This is the third post in our Ask the Doulas series.We have gathered a variety of doulas to share wisdom gained from their experience working with hundreds of families.
If you are planning to have visitors during your labor and birth or in those first few days after your newborn arrives
then reading through these tips is a must. The management of visitors is a task usually left up to the partner and it is much harder than many couples predict. Emotions are running high and many visitors don’t know what exactly to do in order to support the new family.
Let’s hear from the doulas
We posed the following question to our experienced panel of doulas:
“What is your best tip for managing visitors during labor and birth?”
Know your visitor plan 100% before birth begins. Take real time to discuss this together. Do the two of you want any visitors if early labor is slow? No visitor? Someone to stay the whole time? If she wants her mom there the whole birth and you’re really uncomfortable with that, trust me, you need to discuss this ahead of time. Also have a plan for visitors after birth. Mom will be exhausted and too many visitors can detract from much needed rest. Know how to gently usher people out. – Melissa Schultz
My best tip is to tell only a bare minimum of people that you are going to hospital... like only let the person taking care of older siblings or pets know that the time has come. Other than that? Unplug your devices (don't text or call anyone) and connect with the birthing person and the baby. – Helen Scammell
Discuss with the mother what your desires are for visitors during labor. Be sure to send reports to family members who may be in the waiting room. Ask your doula to help manage the visitor traffic and let everyone know ahead of time who will be in the delivery when the time actually comes for baby to make an appearance. – Daphne Reynolds
NO visitors during the Golden Hour. All visitors are to call first before coming - no random show ups. – Denise Bolds
Read the room. If her mom keeps talking about current events while mom is clearly trying to work through contractions then it’s time for grandma to leave. – Melissa Colatosi
Talk about it BEFORE labor! Set the expectations with family and friends, and if you're worried your boundaries won't be respected, remember that you don't have to tell everyone/anyone that labor has begun. – Rebekah Gilley
If you're not comfortable being the gatekeeper, ask the nurse for help.

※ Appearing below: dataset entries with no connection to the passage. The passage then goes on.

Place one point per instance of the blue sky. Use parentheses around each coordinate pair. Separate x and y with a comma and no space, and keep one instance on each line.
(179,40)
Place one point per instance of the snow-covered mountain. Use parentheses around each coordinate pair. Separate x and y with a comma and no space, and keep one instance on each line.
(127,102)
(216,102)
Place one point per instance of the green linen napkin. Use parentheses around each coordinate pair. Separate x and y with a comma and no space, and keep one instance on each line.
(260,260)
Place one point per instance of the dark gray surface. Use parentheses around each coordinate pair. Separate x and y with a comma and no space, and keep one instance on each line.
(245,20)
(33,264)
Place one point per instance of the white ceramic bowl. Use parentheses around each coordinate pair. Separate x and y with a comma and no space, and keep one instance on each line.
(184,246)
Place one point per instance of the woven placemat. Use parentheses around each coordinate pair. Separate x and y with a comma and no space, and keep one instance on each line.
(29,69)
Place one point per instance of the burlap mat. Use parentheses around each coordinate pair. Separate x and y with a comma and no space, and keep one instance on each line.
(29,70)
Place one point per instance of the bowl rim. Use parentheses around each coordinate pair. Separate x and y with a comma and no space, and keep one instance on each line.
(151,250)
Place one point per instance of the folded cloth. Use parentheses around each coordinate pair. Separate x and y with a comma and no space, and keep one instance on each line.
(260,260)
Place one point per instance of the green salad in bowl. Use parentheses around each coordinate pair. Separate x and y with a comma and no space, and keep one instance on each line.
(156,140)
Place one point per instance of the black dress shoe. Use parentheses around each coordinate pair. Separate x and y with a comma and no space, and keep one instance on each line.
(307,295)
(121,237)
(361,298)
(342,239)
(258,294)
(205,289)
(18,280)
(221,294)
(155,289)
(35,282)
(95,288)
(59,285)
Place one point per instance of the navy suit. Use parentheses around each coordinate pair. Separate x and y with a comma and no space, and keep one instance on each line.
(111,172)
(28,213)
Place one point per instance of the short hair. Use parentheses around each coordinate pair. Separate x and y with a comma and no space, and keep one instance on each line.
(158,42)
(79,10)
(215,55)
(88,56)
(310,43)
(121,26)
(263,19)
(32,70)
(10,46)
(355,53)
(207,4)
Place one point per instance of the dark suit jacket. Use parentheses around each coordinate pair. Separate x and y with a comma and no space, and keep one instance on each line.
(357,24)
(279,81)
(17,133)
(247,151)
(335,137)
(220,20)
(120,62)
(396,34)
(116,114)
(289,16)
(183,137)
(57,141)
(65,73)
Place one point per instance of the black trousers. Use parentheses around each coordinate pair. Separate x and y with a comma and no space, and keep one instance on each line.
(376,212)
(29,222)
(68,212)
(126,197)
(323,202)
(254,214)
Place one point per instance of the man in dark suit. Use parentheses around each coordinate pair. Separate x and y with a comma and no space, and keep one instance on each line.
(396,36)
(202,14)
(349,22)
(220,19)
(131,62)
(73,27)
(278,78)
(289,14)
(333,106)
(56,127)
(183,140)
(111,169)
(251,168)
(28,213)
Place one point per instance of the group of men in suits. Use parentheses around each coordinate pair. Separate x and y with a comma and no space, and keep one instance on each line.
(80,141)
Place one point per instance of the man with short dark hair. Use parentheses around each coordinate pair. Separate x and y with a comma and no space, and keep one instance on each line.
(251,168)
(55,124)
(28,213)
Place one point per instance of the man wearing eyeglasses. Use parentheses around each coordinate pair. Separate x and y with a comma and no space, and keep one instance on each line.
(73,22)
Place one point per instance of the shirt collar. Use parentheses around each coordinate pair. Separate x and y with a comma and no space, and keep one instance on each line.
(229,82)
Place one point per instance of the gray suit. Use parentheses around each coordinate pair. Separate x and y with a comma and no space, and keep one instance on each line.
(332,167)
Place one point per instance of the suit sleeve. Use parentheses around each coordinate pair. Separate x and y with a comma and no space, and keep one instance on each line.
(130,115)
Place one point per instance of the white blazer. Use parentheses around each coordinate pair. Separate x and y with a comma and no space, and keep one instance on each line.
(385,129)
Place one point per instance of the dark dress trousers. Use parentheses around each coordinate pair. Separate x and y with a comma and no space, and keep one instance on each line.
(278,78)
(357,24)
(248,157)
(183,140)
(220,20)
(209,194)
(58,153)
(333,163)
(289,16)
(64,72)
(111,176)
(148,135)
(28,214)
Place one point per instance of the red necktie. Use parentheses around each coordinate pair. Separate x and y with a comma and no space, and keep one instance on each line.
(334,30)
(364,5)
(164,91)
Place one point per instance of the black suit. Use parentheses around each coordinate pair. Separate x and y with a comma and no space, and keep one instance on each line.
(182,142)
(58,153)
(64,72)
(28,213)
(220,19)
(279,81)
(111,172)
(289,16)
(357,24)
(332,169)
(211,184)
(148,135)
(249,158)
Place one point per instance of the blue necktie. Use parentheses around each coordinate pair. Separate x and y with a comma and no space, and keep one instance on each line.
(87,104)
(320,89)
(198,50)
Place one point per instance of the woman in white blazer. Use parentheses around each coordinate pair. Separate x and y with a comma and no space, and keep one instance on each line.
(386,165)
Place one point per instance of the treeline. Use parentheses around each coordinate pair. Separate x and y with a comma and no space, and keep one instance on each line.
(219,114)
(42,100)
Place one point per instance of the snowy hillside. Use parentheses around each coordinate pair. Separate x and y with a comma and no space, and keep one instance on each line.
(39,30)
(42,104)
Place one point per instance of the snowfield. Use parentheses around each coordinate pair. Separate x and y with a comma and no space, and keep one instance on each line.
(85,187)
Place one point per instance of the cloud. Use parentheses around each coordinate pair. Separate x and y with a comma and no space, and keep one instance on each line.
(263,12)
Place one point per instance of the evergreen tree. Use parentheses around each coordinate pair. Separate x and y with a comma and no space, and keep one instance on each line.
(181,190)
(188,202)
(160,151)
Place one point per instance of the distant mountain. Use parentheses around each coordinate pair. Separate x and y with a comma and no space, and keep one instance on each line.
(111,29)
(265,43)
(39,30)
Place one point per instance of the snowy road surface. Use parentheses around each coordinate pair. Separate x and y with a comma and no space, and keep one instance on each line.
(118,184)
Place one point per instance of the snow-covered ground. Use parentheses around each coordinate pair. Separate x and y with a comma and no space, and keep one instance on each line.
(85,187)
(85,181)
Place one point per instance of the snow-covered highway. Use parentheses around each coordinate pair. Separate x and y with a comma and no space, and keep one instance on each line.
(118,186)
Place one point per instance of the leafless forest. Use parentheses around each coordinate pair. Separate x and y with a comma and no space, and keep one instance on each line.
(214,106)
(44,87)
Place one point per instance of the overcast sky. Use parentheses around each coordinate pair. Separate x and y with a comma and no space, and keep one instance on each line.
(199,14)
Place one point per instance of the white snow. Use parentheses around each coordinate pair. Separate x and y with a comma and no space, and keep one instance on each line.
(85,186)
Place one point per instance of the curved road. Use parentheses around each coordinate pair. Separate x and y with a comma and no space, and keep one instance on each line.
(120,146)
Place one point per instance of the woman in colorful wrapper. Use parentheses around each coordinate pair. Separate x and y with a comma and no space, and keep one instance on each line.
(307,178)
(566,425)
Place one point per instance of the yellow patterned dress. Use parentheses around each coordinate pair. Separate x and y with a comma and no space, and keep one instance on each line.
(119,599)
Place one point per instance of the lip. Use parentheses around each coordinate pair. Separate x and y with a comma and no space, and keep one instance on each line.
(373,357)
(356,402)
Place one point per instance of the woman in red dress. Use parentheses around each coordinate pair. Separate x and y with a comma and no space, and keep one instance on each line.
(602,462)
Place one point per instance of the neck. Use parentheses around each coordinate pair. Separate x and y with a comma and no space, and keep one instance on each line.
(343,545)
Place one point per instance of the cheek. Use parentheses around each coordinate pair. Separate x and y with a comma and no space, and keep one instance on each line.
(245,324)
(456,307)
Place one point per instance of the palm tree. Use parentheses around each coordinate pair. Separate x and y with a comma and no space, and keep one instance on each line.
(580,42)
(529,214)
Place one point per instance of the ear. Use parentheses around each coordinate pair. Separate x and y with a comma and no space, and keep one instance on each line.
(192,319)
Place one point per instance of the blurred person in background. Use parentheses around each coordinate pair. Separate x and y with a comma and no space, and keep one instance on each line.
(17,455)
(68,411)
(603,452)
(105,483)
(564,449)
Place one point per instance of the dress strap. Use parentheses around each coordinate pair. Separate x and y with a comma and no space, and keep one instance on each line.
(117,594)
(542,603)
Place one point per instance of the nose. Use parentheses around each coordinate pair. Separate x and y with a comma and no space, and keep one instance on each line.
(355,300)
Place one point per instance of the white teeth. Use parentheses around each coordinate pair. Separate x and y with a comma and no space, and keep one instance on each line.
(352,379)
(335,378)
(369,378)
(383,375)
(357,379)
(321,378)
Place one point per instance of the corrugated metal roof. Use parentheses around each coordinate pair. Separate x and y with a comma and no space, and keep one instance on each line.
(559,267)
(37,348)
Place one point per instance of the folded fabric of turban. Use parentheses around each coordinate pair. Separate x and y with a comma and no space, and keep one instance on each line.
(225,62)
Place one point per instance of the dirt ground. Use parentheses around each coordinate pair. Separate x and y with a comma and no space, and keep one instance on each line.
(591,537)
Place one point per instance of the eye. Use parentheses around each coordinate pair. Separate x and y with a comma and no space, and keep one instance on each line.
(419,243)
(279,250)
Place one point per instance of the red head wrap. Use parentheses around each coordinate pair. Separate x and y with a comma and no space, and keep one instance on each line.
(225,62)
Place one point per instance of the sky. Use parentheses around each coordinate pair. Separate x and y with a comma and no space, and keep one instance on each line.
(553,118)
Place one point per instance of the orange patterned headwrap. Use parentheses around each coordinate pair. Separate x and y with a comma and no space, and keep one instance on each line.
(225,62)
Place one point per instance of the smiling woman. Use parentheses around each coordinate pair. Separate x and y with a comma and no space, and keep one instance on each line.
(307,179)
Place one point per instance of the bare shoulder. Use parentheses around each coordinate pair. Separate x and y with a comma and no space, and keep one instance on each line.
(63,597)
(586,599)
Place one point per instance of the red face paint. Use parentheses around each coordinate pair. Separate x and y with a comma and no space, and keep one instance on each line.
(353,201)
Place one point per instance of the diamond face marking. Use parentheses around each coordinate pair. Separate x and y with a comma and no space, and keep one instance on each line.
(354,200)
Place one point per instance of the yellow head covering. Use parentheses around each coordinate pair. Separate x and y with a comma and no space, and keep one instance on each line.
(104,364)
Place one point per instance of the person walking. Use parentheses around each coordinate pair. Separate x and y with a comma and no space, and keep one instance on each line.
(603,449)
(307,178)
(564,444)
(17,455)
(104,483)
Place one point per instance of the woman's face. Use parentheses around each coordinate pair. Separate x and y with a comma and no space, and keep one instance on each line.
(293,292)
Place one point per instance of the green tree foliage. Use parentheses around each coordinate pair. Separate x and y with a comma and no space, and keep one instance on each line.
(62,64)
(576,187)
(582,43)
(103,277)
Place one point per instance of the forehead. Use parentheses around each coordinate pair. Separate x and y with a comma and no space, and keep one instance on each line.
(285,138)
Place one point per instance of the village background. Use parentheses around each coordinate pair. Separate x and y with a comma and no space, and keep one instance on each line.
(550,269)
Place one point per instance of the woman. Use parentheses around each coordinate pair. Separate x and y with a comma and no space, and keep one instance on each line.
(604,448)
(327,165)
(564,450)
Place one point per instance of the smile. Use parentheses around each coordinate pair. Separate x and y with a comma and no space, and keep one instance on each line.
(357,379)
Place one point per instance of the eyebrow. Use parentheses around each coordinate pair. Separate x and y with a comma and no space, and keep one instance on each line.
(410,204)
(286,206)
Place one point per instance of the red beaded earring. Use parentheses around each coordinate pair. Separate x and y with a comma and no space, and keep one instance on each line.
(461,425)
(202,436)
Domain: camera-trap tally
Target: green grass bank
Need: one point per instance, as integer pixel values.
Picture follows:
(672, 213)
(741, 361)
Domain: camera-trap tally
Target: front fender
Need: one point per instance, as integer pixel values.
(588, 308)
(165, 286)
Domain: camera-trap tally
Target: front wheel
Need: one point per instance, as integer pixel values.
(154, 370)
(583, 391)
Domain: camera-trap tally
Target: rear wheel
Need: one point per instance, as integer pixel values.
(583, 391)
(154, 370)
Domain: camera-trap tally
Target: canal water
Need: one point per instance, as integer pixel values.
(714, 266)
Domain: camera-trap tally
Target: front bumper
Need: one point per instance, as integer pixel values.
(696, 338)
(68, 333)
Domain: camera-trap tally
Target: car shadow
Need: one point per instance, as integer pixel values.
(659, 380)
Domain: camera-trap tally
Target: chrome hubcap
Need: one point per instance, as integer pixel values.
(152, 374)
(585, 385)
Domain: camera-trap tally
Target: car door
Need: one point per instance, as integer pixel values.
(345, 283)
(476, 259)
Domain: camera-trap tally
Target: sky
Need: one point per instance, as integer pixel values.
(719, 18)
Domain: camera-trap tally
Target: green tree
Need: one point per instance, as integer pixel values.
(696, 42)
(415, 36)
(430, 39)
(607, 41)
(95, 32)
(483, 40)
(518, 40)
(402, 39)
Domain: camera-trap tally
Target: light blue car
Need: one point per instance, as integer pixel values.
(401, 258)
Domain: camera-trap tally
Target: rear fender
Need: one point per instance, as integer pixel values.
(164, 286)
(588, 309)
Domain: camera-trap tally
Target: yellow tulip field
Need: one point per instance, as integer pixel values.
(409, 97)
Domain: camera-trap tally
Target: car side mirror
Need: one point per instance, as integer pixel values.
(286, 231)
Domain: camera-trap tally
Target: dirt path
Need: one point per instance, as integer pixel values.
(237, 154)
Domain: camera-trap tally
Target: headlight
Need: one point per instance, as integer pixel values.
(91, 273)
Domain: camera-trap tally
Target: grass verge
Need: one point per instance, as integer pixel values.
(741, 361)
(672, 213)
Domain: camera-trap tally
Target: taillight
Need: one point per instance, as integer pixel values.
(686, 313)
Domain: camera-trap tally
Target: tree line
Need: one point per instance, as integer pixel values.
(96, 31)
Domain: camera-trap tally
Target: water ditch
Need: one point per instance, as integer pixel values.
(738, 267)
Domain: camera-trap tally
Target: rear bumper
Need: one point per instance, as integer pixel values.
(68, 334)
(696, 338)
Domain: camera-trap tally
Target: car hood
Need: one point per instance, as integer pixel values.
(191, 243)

They're usually happy to be the no-person. – Katie Rohs
Discuss beforehand who is welcome and let staff know. They usually don’t have a problem being the door keeper or bouncer. – Sheri Walker
During prenatal meetings, I encourage clients to think about who they want to attend. If they feel any one is going to disagree with their decision or they could not open up in front of them during labor, then they may want to rethink the decision. The partner can be the door man per say. I encourage couples have a secret word for when mom wants visitors to leave. And their partners usually have clever ideas to get them moving on their way. Know what you want from birth and how you both want to feel. Use that to gauge who should attend. Have conversations with the people that want to be there but you both feel would not fit the vibe of your birth space. Let them know your wishes and when it will be ok for them to come to visit afterwards. During birth, be the gatekeeper of your partner’s birth space. Keep our those who were not invited and if someone who is there becomes disruptive or unsupportive, ask them to step out of the room and then politely ask them to leave. It’s your job to guard the sanctity of your partner’s space! – Steffanie Thomas
One of the best roles you can take on during labor is protecting the space. It's ok to tell family that the best place for them to support your partner is from their homes. – Brigid Vance
Try and limit the number of people coming in to visit you, especially during labor and immediately postpartum. Visits during labor will only distract your partner from the important task at hand. Continue to avoid any unnecessary visits for several hours after the baby arrives. Mama needs time to unwind and come back to reality and those first few hours are awkward. You will both be overwhelmed by the experience and baby and mama will be working hard fumbling around trying to learn how to breastfeed. Set some firm boundaries way ahead of time so that overbearing friends and family members understand what your expectations are. – Jenn Smith
Talk to Mom about it beforehand and stick to that if anyone else comes in say I'm sorry only ____ is allowed. - Krystal Martin
Make sure they're there to support your partner and pay close attention to how the birthing person interacts with the visitors. If you sense that they are uncomfortable in any way, you should ask them to give you a little break. - Rebecca Shelton
Experienced doulas tend to agree that discussing preferences and setting expectations ahead of time is important for successful management of visitors during labor and birth. Support people have the capability of protecting the space and should make this a priority.